透き通る季節の中で
 寂しいけど、お別れの時。

 新地のヘルメットを後部座席に乗せて、出発の準備を済ませた。



「姉さんとちゃとらんに出会えて、本当に良かったです。いろいろとありがとうございました」

「お礼を言うのは、あたしたちのほうだよ。本当にいろいろとありがとうね」

「にゃあ、にゃあ、にゃあ」

「ちゃとらんもお礼を言ってるよ」

「あはは。これから、どこに行くんですか?」

「だいぶ寒くなってきたから、南へ行こうかな」

「南といいますと、四国や九州ですか?」

「うん。その辺りね」

「またいつか逢えますよね」

「うん。関東に戻ったら、咲樹ちゃん家に行くね」

「はい。楽しみにしています」

「それじゃあ、またね」

「ちゃとらん、ばいばい。またね」

「にゃにゃにゃん」

「寂しいよ。って言ってるよ」

「本当ですか?」

「いやあ、なんとなくね。最後に一つだけ言わせて」

「はい」

「前という言葉は、前を向いて生きていくためにある。じゃあね」

 姉さんとちゃとらんは、前を向いて歩き始めた。



「ちゃとらんは、どこに行きたい?」

「にゃにゃにゃにゃにゃあ」

「鹿児島だね」

「にゃあ、にゃあ、にゃあ」

「それじゃあ、鹿児島に行こう」



 まさに風に吹かれるまま。
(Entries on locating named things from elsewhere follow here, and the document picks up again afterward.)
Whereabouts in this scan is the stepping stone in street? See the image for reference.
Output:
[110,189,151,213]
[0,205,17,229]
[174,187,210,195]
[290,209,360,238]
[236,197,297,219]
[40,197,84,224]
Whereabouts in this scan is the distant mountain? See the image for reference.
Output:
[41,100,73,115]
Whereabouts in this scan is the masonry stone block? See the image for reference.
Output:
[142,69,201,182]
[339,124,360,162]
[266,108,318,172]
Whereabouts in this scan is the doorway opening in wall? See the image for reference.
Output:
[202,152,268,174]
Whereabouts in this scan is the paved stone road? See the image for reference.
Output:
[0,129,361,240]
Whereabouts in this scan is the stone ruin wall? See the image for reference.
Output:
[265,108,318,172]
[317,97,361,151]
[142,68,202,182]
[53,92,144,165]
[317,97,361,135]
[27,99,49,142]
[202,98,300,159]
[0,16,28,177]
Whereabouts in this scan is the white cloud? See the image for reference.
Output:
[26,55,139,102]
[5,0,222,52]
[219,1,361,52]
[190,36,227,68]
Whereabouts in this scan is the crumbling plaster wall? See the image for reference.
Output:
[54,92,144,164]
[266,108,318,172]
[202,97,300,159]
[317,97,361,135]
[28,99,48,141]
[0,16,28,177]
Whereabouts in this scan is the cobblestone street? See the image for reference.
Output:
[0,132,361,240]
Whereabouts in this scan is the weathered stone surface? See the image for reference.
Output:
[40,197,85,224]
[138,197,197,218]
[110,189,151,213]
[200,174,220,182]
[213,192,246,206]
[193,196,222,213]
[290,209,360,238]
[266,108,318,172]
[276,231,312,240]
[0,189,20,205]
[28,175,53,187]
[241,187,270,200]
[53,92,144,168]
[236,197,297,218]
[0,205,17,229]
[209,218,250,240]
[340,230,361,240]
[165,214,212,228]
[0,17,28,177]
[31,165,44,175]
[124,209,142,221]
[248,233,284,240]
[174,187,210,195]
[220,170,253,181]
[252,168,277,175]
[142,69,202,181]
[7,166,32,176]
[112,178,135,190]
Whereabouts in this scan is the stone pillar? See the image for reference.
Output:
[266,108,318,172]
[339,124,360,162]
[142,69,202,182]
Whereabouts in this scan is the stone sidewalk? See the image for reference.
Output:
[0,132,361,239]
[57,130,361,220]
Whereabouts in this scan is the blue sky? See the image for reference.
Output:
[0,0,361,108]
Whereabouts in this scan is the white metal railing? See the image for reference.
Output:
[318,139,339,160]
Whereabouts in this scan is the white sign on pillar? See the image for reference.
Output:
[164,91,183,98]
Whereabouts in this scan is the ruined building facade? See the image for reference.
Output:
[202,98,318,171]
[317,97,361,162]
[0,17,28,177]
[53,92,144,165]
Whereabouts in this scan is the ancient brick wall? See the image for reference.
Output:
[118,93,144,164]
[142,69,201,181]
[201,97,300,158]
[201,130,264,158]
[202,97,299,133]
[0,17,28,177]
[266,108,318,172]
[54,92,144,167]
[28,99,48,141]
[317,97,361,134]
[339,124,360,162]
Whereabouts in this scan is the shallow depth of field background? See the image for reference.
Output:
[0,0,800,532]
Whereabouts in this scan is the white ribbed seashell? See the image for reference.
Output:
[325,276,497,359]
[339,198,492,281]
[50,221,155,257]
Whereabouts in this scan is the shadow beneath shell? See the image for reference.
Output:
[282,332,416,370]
気の向くまま。

 姉さんこそ、真の自由人。



 ああいう生き方もあるんだな。

 私には、できない生き方。

 姉さんのように、私も強く生きられたら。

 もっともっと強くなりたい。

 どんな困難にも負けないくらいの強い心を持ちたい。

 

 前という言葉は、前を向いて生きていくためにある。